British and Italian experts Friday revealed the chance discovery of the source of a 1,900-year-old Roman aqueduct complete with nymphaeum near the Italian capital.
"The existence of the aqueduct was known, but we thought it was from the medieval era," Edward O'Neill told AFP.
"Not only is it Roman, but it is from Trajan's time and we found its source," O'Neill said of the discovery some 40 kilometres (25 miles) north of Rome in June last year.
O'Neill, who was filming a documentary on Roman aqueducts with his father Michael at the time, teamed up with Italian ancient topography professor Lorenzo Quilici of the University of Bologna to authenticate the find.

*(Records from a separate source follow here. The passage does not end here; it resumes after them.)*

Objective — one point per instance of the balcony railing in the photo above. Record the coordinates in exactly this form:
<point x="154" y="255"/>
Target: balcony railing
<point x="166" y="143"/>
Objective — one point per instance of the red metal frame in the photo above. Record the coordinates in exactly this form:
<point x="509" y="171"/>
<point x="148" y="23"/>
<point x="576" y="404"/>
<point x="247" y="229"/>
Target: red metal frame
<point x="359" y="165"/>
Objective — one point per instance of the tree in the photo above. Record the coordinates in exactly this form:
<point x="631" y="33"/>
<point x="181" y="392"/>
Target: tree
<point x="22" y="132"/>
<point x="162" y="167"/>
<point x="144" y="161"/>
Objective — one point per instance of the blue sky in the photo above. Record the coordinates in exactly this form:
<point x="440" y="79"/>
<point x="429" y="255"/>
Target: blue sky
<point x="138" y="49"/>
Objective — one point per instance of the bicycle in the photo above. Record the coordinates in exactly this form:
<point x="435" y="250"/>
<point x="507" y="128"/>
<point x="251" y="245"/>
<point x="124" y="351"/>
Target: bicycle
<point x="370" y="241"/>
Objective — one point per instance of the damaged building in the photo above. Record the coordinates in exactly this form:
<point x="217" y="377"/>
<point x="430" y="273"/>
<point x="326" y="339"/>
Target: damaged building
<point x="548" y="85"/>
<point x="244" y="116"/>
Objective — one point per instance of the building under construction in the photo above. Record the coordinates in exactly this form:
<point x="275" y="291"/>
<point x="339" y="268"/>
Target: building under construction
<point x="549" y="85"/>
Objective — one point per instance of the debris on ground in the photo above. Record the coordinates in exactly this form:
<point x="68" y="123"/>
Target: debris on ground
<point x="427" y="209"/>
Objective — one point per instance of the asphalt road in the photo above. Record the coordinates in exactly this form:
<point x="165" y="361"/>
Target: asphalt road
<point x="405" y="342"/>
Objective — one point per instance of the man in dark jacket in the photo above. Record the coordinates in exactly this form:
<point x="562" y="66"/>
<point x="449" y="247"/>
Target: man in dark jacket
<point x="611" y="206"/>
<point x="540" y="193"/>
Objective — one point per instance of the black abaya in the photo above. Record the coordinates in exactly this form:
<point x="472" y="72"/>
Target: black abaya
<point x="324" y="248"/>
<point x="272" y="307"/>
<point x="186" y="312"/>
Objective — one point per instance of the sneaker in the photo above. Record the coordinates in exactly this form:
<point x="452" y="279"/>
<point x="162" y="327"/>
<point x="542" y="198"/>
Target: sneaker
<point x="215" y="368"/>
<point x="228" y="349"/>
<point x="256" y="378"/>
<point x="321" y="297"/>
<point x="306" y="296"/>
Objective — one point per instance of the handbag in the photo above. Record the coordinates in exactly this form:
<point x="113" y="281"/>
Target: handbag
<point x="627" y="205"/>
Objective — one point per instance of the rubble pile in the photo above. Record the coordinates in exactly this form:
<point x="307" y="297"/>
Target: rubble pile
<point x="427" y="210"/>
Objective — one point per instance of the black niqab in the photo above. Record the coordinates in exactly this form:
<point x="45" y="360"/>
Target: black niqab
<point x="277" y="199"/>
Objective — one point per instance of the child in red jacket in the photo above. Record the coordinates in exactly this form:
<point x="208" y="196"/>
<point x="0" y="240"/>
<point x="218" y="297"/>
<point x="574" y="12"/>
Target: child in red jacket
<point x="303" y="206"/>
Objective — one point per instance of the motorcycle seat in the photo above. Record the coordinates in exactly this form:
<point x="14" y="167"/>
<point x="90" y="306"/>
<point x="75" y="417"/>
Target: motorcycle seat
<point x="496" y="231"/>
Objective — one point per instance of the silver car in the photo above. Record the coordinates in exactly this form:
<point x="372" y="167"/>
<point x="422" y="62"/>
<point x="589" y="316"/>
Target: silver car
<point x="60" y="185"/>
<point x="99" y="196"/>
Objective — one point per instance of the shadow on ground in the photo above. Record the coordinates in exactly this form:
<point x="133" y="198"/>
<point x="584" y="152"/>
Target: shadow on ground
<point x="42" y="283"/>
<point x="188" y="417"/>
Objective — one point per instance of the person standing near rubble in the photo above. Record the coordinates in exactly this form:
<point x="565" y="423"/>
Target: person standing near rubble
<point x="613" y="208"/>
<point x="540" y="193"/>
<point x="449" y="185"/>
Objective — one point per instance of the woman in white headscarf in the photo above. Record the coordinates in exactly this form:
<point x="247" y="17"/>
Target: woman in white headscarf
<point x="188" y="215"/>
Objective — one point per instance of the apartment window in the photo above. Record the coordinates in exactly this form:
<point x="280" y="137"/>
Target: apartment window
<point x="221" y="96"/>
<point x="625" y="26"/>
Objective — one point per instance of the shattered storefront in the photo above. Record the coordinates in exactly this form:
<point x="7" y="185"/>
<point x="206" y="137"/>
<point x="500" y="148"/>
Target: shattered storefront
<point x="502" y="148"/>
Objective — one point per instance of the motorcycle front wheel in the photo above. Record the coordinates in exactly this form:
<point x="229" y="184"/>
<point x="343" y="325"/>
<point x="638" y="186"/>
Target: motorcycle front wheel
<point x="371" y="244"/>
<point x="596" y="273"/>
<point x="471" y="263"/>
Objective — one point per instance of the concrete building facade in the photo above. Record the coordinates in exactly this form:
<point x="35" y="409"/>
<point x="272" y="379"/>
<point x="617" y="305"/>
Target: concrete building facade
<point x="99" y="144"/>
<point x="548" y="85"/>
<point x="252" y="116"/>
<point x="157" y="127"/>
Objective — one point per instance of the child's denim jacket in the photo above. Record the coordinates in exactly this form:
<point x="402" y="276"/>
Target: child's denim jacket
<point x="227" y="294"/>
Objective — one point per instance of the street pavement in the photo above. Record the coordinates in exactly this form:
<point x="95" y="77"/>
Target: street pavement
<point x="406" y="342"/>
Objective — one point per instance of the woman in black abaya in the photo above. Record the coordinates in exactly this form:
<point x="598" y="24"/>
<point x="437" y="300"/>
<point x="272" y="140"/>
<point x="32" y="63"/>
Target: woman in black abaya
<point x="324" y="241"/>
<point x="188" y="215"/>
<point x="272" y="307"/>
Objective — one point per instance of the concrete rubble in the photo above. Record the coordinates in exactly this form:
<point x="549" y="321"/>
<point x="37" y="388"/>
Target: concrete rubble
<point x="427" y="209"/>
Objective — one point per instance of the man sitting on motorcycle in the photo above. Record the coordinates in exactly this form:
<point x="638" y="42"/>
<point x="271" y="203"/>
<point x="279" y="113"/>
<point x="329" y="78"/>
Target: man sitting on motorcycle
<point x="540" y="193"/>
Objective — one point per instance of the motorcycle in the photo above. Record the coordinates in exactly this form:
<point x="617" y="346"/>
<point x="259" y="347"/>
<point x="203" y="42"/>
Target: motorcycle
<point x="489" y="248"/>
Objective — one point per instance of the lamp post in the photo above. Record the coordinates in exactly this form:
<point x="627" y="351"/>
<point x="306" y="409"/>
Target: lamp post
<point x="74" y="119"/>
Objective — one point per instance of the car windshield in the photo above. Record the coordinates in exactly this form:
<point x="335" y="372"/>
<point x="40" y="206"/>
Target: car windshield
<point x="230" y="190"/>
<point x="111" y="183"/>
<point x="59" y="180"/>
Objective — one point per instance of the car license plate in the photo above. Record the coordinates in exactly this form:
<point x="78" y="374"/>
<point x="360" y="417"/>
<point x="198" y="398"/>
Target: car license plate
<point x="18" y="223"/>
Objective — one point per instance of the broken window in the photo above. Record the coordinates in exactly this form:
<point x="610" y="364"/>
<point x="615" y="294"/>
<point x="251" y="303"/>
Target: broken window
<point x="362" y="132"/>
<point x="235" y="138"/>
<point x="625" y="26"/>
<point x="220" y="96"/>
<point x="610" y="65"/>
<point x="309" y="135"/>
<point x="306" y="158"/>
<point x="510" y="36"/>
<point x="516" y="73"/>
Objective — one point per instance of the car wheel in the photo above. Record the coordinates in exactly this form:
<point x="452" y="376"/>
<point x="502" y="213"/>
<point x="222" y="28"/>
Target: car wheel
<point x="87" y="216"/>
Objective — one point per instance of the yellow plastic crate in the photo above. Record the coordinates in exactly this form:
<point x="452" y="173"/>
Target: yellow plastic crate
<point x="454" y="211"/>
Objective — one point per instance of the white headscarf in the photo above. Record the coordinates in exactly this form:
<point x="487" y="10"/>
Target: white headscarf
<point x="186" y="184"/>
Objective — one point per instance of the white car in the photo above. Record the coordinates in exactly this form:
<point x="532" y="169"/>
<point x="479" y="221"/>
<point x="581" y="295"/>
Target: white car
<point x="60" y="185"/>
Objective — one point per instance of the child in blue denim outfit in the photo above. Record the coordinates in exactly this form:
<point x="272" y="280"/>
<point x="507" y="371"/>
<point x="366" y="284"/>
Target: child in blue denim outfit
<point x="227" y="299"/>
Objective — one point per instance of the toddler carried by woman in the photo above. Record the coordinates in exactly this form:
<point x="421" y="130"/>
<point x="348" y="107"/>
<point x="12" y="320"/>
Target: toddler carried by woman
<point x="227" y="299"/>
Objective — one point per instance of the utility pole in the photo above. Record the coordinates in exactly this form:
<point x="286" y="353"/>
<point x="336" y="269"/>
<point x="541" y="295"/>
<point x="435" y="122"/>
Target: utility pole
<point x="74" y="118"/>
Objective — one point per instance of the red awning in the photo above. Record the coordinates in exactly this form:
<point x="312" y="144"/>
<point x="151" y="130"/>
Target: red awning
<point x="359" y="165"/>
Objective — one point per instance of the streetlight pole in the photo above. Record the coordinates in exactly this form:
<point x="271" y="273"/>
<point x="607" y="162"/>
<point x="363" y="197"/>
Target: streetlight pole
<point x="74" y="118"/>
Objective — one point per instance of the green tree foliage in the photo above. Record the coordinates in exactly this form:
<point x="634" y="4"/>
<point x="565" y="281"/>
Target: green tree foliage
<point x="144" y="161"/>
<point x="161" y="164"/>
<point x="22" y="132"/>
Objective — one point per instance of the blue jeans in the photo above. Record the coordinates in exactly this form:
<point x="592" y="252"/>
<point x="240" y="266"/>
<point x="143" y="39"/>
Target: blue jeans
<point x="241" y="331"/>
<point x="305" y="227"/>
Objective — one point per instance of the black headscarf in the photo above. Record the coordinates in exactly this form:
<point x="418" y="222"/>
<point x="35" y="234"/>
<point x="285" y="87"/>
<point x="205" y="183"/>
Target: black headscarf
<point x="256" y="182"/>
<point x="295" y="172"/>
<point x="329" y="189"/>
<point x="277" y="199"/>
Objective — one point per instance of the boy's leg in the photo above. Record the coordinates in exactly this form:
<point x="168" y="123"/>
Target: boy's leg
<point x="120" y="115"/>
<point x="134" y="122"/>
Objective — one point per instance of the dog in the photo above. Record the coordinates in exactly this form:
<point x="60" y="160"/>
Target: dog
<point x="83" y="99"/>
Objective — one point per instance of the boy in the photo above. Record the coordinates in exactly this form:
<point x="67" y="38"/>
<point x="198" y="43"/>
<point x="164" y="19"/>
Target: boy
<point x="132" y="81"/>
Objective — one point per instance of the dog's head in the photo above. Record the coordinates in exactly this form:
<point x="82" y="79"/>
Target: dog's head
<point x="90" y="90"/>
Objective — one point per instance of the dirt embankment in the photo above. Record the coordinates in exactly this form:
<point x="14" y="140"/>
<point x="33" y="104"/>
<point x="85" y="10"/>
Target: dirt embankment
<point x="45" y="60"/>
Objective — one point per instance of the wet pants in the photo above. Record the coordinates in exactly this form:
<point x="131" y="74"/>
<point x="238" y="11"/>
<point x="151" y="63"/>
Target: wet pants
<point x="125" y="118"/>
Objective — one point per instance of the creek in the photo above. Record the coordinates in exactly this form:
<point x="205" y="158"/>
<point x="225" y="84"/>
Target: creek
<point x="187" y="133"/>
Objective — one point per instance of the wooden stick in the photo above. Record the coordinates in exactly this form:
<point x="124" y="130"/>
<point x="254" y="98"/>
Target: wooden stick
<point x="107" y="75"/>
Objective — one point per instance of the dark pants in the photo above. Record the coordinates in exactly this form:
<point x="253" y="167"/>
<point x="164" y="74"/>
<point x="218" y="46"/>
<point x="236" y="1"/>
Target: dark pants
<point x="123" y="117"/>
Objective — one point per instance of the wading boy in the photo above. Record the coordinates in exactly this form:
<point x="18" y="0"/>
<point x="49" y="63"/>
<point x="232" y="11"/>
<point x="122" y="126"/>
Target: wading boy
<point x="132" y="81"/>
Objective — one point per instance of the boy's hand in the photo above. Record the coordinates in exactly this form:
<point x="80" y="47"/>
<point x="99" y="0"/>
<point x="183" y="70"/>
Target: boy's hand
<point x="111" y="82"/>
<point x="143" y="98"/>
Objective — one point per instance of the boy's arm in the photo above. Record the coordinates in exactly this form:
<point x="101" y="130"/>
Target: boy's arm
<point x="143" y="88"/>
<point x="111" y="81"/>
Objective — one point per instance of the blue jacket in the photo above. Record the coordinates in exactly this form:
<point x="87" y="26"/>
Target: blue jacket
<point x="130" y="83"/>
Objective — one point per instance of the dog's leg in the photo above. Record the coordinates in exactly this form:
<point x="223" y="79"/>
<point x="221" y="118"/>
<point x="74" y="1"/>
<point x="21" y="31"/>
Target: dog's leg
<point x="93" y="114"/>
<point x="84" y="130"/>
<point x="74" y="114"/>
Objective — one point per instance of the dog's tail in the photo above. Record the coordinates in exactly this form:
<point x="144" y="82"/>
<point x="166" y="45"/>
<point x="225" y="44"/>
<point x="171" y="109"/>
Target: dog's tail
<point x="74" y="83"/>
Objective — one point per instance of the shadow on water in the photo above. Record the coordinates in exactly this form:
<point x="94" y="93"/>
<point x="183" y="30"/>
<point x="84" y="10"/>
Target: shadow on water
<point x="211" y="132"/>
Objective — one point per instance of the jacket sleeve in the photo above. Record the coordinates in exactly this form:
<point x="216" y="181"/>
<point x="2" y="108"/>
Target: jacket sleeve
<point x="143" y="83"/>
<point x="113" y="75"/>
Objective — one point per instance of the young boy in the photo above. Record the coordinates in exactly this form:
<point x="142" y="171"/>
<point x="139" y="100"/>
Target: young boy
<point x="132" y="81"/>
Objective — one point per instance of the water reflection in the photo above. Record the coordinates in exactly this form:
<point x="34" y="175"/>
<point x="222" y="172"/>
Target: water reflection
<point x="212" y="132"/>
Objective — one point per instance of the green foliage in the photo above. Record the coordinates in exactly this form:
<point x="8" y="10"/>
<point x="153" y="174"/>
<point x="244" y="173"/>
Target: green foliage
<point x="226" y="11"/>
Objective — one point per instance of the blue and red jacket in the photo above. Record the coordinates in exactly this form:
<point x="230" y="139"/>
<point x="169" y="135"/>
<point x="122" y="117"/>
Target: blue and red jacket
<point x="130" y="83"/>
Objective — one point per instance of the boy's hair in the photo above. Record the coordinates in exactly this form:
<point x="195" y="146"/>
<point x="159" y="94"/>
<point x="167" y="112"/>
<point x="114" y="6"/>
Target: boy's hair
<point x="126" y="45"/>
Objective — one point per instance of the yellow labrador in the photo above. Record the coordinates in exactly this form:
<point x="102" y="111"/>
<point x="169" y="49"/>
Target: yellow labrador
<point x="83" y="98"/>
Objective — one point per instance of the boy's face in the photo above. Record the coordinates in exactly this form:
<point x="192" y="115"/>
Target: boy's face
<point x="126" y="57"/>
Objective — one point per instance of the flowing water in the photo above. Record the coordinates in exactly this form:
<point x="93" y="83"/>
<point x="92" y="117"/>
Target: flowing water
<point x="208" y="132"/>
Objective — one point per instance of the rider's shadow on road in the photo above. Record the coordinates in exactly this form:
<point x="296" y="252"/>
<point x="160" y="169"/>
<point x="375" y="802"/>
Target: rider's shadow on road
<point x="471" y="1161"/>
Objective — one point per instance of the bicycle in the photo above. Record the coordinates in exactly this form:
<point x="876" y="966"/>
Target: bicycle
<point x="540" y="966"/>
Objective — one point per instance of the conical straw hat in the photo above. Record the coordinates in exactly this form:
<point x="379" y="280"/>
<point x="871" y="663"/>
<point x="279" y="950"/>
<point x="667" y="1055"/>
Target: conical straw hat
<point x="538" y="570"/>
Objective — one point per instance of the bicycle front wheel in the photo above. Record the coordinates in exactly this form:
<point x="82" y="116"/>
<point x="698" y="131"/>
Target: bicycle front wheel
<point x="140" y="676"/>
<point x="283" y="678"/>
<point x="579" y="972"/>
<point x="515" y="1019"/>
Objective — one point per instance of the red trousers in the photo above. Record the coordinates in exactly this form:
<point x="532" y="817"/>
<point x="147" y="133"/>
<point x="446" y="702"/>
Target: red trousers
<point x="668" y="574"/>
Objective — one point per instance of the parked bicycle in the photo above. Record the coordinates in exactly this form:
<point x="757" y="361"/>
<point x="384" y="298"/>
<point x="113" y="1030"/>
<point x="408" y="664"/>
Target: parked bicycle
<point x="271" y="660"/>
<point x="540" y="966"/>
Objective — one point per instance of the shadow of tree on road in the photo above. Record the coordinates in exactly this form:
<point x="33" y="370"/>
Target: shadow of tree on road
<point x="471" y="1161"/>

Quilici, a foremost expert on Roman aqueducts, explained that the source of the aqueduct had been forgotten for centuries after the artificial waterway was partially diverted in the 16th century and said it was found in "extraordinary and adventurous circumstances."
A video compiled by the O'Neills captures the spirit in the title, "Roman Aqueduct Hunting in the 21st Century."
Culture ministry official Mario Lolli Ghetti underscored the site's "extraordinary interest given the state of conservation of the systems for capturing and filtering the water."
But much of the site is in urgent need of restoration.
Notably, it is threatened by the roots of a giant fig tree.
"We are documenting a crumbling treasure," said Michael O'Neill. "This unique Roman structure is being destroyed by neglect, and by aggressive fig tree roots."